When you find irregular familial occurrence of a qualitative trait, the reason usually a combination of several single gene variations and environmental factors such as properties, for example. Congenital pylorus-stenosis (narrowing of the lower abdomen mouth), club foot and cleft lips with or without cleft palate, shows like a large variation in severity. They are also more frequent in the population than either single ticket diseases. In each family, there will not be so many with the disease as it is in families with single ticket disease.

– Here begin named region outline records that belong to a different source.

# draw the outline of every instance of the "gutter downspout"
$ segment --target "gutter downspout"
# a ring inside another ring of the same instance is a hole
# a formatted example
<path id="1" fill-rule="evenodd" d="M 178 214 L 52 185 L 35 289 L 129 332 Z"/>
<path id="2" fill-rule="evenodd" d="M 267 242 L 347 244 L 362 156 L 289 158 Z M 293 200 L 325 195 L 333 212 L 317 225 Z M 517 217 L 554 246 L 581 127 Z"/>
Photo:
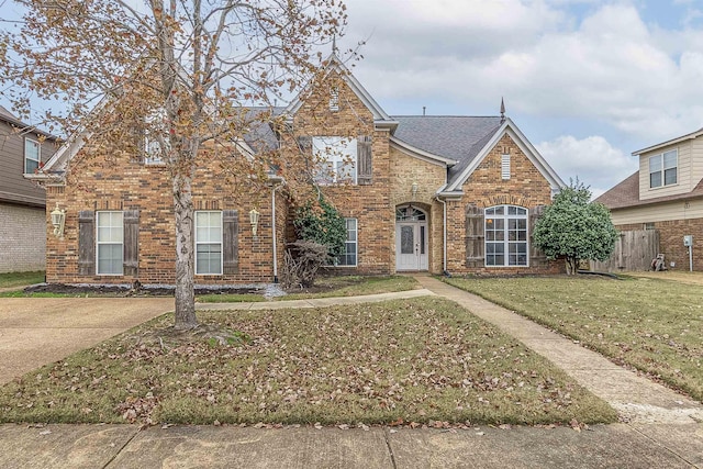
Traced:
<path id="1" fill-rule="evenodd" d="M 276 191 L 281 188 L 282 185 L 274 183 L 271 189 L 271 247 L 274 250 L 274 283 L 278 283 L 278 241 L 276 236 Z"/>

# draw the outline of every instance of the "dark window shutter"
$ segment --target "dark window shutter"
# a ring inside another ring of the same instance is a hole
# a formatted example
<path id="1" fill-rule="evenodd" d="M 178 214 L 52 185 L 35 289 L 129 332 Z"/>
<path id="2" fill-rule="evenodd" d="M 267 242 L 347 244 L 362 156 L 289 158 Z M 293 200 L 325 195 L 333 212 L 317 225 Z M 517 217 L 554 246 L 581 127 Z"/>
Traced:
<path id="1" fill-rule="evenodd" d="M 537 205 L 529 211 L 529 266 L 531 267 L 546 267 L 547 256 L 545 253 L 537 248 L 532 236 L 535 233 L 535 225 L 537 220 L 545 213 L 545 205 Z"/>
<path id="2" fill-rule="evenodd" d="M 223 272 L 237 273 L 239 270 L 238 233 L 239 217 L 236 210 L 222 212 L 222 264 Z"/>
<path id="3" fill-rule="evenodd" d="M 78 273 L 96 275 L 96 212 L 78 212 Z"/>
<path id="4" fill-rule="evenodd" d="M 472 268 L 484 267 L 484 252 L 483 209 L 470 203 L 466 206 L 466 266 Z"/>
<path id="5" fill-rule="evenodd" d="M 140 272 L 140 211 L 125 210 L 124 223 L 124 264 L 125 276 L 136 277 Z"/>
<path id="6" fill-rule="evenodd" d="M 360 186 L 371 183 L 371 136 L 361 135 L 356 143 L 357 181 Z"/>
<path id="7" fill-rule="evenodd" d="M 301 135 L 298 137 L 298 147 L 305 155 L 312 154 L 312 137 L 310 135 Z"/>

Finally, one can prove the method of family how much of the variation of a quantitative trait, for example. Body height or intelligence, which is due to inheritance. Eugen Fischer showed in 1918 that the sum output of many individual genes, which we must assume is the specific allele in polymer systems, provides a quantitative normal distribution when each allele contributes moderately to the inheritance (polygenic or multifactorial inheritance).
Family studies can thus give us help when we want to estimate how much of the variation between individuals is due to polygenic inheritance, and how much is due to environmental factors. An example is that we are differently predisposed to ulcers. Some family data suggest that 2/3 of the variation due to environmental factors, and the third is due to polygenic genetic variation. For this polygenic disposition may be the height of 5% is attributed to the two known one-way systems: secretor vileness and AB0-blood group system.

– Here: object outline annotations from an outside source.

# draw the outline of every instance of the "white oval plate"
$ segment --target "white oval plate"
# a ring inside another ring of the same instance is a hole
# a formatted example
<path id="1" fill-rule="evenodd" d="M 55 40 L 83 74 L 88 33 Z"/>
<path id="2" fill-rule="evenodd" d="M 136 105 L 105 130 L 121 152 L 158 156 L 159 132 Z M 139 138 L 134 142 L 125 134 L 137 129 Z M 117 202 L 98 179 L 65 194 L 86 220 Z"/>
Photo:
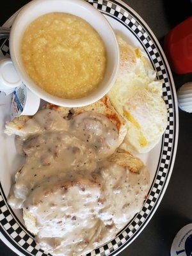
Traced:
<path id="1" fill-rule="evenodd" d="M 168 125 L 158 145 L 141 156 L 150 172 L 150 188 L 143 207 L 116 238 L 88 254 L 88 256 L 115 255 L 124 250 L 146 226 L 159 205 L 168 186 L 174 164 L 178 139 L 177 97 L 172 73 L 166 57 L 156 36 L 143 19 L 123 2 L 89 0 L 119 33 L 133 45 L 147 54 L 157 77 L 163 80 L 163 97 L 168 112 Z M 10 27 L 17 13 L 4 24 Z M 97 22 L 97 20 L 95 20 Z M 9 55 L 8 42 L 0 41 L 1 54 Z M 0 94 L 0 238 L 19 255 L 42 256 L 46 254 L 36 246 L 33 236 L 24 226 L 20 211 L 7 204 L 12 180 L 23 159 L 15 150 L 14 138 L 3 133 L 4 122 L 9 118 L 10 97 Z"/>

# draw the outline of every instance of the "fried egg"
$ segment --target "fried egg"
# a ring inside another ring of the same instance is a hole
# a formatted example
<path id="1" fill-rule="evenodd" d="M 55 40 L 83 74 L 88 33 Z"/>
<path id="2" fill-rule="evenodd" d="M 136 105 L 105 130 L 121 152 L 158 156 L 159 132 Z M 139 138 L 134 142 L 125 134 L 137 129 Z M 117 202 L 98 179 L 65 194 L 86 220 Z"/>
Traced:
<path id="1" fill-rule="evenodd" d="M 117 36 L 120 52 L 117 79 L 108 96 L 126 120 L 127 133 L 121 147 L 146 153 L 158 143 L 167 126 L 163 81 L 156 79 L 145 54 Z"/>

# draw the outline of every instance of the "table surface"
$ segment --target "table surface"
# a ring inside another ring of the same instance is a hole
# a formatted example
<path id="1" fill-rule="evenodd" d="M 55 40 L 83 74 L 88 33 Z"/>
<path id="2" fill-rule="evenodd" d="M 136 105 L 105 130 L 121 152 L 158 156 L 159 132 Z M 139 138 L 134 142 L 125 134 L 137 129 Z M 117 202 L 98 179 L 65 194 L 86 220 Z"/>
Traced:
<path id="1" fill-rule="evenodd" d="M 174 9 L 173 2 L 167 0 L 124 1 L 142 17 L 160 43 L 170 29 L 192 15 L 189 0 L 183 0 L 182 4 L 180 1 L 174 1 Z M 6 0 L 0 11 L 0 25 L 28 2 L 28 0 Z M 186 82 L 192 81 L 192 74 L 173 75 L 176 89 Z M 192 114 L 179 110 L 177 153 L 165 195 L 147 227 L 120 254 L 120 256 L 168 256 L 172 241 L 177 231 L 184 225 L 192 222 L 191 124 Z M 0 252 L 2 256 L 16 256 L 1 241 Z"/>

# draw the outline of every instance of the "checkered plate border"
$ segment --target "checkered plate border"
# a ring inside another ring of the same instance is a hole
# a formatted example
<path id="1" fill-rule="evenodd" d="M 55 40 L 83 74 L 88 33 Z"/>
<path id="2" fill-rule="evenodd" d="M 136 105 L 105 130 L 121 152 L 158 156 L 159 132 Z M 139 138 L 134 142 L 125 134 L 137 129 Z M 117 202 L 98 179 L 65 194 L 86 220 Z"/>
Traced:
<path id="1" fill-rule="evenodd" d="M 92 251 L 87 256 L 113 255 L 121 252 L 138 235 L 162 199 L 172 173 L 177 144 L 177 106 L 174 84 L 167 62 L 156 38 L 142 19 L 120 1 L 88 0 L 88 2 L 104 15 L 120 22 L 142 44 L 154 68 L 157 71 L 158 78 L 163 80 L 163 98 L 168 112 L 168 125 L 162 140 L 158 166 L 142 209 L 115 239 Z M 0 54 L 9 56 L 8 40 L 0 41 Z M 3 236 L 17 249 L 20 255 L 47 255 L 36 244 L 33 236 L 20 223 L 7 204 L 1 186 L 0 225 Z"/>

People of blood type 0 (zero) has approx. 1.4 times as likely to develop ulcers in the duodenum that people with blood type A, B or AB. A person with blood type 0 that cannot secrete blood group substance in saliva, and gastric juice (nonsecretor) have a risk of duodenal ulcer, which is 2.5 times the risk of other types of people. Which gene's predisposing seems you can find on the determination of whether there is association (see below) between a single ticket system, and polygen affected property. When it comes to the disposal of the disease, such as increased disposition to develop cancer, it made great progress. When breast cancer is mutations in one of two genes that can cause an inherited disposition. Proven carriers will be followed up prevention. The same applies to family history of colon cancer.
The twin method was used already in the 1880s by Francis Galton. The method can be used for a relative assessment of inheritance versus environment causal factors. The twin method can, however, little or no extent, tell us something about the genetic mechanisms underlying the phenomena.